Subject: Red-throated Pipit
Date: Sep 24 15:56:00 1996
From: "Gates, Bryan" - BGATES at assessment.env.gov.bc.ca


There has been no relocation reported of the breeding-plumaged
Red-Throated
Pipit, seen Sept. 22 at Esquimalt Lagoon, near Victoria. I know that
some
birders traveled from Seattle to join the search, but when I spoke with
them
after noon on Sept. 23, they and others had been unsuccessful. By
chance, a
meeting of the Victoria Bird Records Committee had long been scheduled
for
Sept. 23. The Pipit was accepted as the second record for the area.
(Is
that a new record for speed by a records committee?)
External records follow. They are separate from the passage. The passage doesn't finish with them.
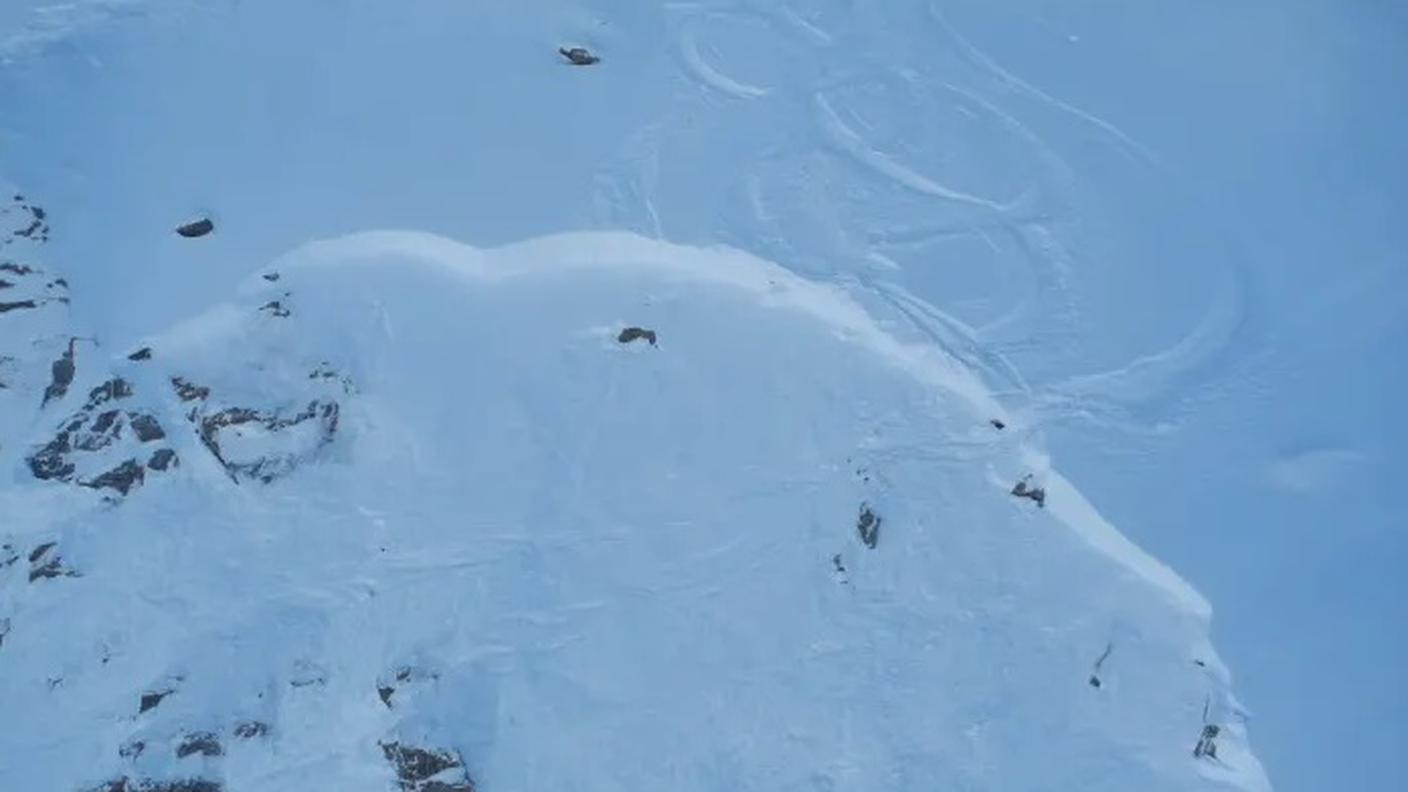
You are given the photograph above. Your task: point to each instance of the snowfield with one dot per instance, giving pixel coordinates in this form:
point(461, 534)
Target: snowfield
point(692, 420)
point(569, 561)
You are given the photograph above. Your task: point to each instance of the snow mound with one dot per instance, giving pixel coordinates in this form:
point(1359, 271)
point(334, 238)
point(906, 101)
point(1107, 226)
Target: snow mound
point(440, 522)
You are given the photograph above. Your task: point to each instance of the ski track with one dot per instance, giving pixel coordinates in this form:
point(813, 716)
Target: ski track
point(697, 66)
point(853, 145)
point(983, 61)
point(977, 372)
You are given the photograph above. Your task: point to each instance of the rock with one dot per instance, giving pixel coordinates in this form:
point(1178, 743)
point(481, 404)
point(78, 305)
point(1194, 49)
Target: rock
point(869, 527)
point(579, 55)
point(187, 392)
point(1207, 743)
point(147, 427)
point(635, 334)
point(416, 767)
point(203, 743)
point(196, 229)
point(45, 564)
point(121, 478)
point(152, 698)
point(266, 468)
point(1025, 489)
point(61, 376)
point(116, 388)
point(251, 729)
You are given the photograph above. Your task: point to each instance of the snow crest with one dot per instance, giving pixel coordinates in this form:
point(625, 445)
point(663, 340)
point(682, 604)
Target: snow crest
point(441, 522)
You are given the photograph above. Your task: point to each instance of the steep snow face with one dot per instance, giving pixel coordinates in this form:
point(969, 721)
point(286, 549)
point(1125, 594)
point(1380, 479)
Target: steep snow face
point(431, 520)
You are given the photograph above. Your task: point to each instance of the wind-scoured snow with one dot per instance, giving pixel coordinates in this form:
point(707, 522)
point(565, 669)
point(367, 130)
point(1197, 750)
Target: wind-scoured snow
point(696, 438)
point(607, 564)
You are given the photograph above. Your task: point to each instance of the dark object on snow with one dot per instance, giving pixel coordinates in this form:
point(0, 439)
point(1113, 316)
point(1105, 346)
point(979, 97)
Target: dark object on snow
point(147, 427)
point(1104, 656)
point(579, 55)
point(187, 392)
point(148, 785)
point(251, 730)
point(121, 478)
point(1207, 743)
point(635, 334)
point(202, 743)
point(151, 699)
point(197, 229)
point(416, 768)
point(162, 460)
point(61, 376)
point(1024, 489)
point(868, 526)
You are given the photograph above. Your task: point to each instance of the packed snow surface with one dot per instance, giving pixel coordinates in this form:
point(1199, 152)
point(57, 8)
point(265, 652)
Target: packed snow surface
point(414, 508)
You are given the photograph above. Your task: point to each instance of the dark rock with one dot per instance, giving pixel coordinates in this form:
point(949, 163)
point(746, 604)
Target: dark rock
point(116, 388)
point(634, 334)
point(1207, 743)
point(266, 468)
point(251, 729)
point(416, 765)
point(187, 392)
point(51, 461)
point(49, 570)
point(151, 699)
point(61, 376)
point(147, 427)
point(202, 743)
point(869, 527)
point(41, 550)
point(579, 55)
point(1025, 489)
point(197, 229)
point(185, 785)
point(121, 478)
point(19, 305)
point(45, 564)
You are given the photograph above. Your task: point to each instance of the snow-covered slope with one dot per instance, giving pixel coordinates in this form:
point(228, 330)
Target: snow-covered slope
point(425, 496)
point(404, 510)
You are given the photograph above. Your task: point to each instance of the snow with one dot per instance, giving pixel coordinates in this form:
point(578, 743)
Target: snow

About the species, Andie wrote:

>Red-throated Pipit ... call was distinct from that of the abundant American
>Pipits, was as described by Roberson (Rare Birds of the West Coast 1980:
>339) -

>"a penetrating wirey, thin 'speew' or 'pssss,' which lasts a full half
>second, starting explosively and trailing off to an almost ultrasonic
>ending."

>Interestingly, the Red-throated Pipits I heard on Gambell on St. Lawrence
>Island off northwestern Alaska (where this species breeds in small numbers)
>in late May this year did not sound that much different than our American
>Pipits. I remember noting this to Kevin Zimmer who was tour leader on the
>VENT trip that these Gambell birds were uttering a very American Pipit-like
>call. He agreed. So I'm confused by what the literature and you say.

>My question is this: are some call notes of the Red-throated similar to our
>species?

My answer is: perhaps you are asking the wrong person. My experience
with this species is very limited and amounts to the two birds that have
been documented here near Victoria and one near Vancouver. The calls I
have
heard sound, to me at least, like "Tseeep" or "Seeeee Seeeee", with
each
note lasting about a half second. I have heard two of the three birds
and
both have sounded as described...quite different from American
Pipits...but
"explosive" and high enough in pitch to warrant "ultrasonic". Three
others with me on Sunday agreed with the "Tseeep" sound, although they
may
write it differently.

Do any two people hear exactly the same?